新しいSocGholish

ほぼこもセキュリティニュース By Terilogy Worx

SocGholishはマルウェアです。
かなり以前から活動が観測されているもので、キャンペーンを重ねるごとにどんどん新しい手法を投入してきています。
基本的にWebサイト訪問者に偽のブラウザーアップデートをプッシュするスタイルです。

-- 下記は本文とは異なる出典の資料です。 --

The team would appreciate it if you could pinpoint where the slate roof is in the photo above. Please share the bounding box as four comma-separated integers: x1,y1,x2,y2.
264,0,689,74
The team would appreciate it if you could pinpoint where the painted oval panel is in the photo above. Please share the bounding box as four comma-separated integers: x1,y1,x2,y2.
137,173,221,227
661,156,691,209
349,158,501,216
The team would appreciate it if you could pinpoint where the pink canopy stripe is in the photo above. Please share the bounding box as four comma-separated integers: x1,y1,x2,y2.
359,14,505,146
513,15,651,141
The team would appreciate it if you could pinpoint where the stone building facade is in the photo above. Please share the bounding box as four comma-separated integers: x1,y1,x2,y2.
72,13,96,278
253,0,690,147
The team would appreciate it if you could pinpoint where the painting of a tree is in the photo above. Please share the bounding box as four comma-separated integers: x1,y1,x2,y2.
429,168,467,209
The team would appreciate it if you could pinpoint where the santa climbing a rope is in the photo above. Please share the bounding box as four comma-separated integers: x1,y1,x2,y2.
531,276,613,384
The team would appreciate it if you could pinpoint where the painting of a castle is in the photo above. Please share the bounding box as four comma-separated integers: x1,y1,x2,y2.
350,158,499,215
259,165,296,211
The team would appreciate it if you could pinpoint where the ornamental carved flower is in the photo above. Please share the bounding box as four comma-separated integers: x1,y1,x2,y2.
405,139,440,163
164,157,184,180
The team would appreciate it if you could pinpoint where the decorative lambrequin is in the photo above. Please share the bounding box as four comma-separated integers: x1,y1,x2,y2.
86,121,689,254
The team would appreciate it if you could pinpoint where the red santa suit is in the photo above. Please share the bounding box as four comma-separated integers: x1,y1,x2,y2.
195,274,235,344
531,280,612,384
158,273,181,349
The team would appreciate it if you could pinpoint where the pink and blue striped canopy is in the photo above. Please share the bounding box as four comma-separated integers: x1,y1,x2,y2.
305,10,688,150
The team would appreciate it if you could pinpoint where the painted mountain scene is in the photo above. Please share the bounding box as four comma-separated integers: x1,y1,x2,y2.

そのSocGholishで最近また新しいキャンペーンが展開されていることが観測されています。

  • 基本的な作戦
    偽のブラウザーアップデートを送り付ける作戦という点は変化していません。
  • キャンペーンの識別子
    それぞれのキャンペーンには識別子があるのですが、ここで注目するキャンペーンの識別子は272です。
    攻撃中のURLの表現では「cid=272」です。
  • 攻撃コードの配置場所
    攻撃の配布場所となってしまっているWordPressのサイトのコンテンツのなかにいつのまにかJavaScriptのコードが挿入された形でサイト利用者の手元のブラウザで処理されます。
    しかしその挿入されたJavaScriptのコードそのものは配布場所のWordPressのサイトのコンテンツからは探すことができませんでした。
  • 攻撃コードの送り込み手法
    攻撃者は、そのサイトで実際に使われているテーマ名を取得します。
    通常テーマのなかにはfunctions.phpが含まれ、そのなかでテーマの実現に必要な様々な処理がなされます。
    そのfunctions.phpの末尾に攻撃者の用意したコードを追加読み込みするコードが追加されています。
  • 追加読み込みするコードの難読化
    そのまま利用できる内容を読み込むような実装にすると、攻撃コードが存在していることが検出されてしまうこともあるでしょう。
    そこで攻撃者が選択した手法は難読化でした。
    攻撃コードの中身をまずはzipで圧縮します。
    そしてその圧縮した内容をPHPの機能で展開して読み込むのですが、その前段階でzip処理をさせることをわかりにくくするためにもうひと手間加えます。
    PHPのzip読み込み機能では「zip://」を解釈することができるのですが、そのzip読み込み機能に渡す前の文字列をstrrevというPHP関数であらかじめ処理するようにしたのです。
    このため処理される前のコードには「zip://」は含まれておらず「//:piz」が含まれていることになります。
    この難読化をそのまま見破ることのできる安全化機構はなかったために大きな感染数となってしまったのかもしれません。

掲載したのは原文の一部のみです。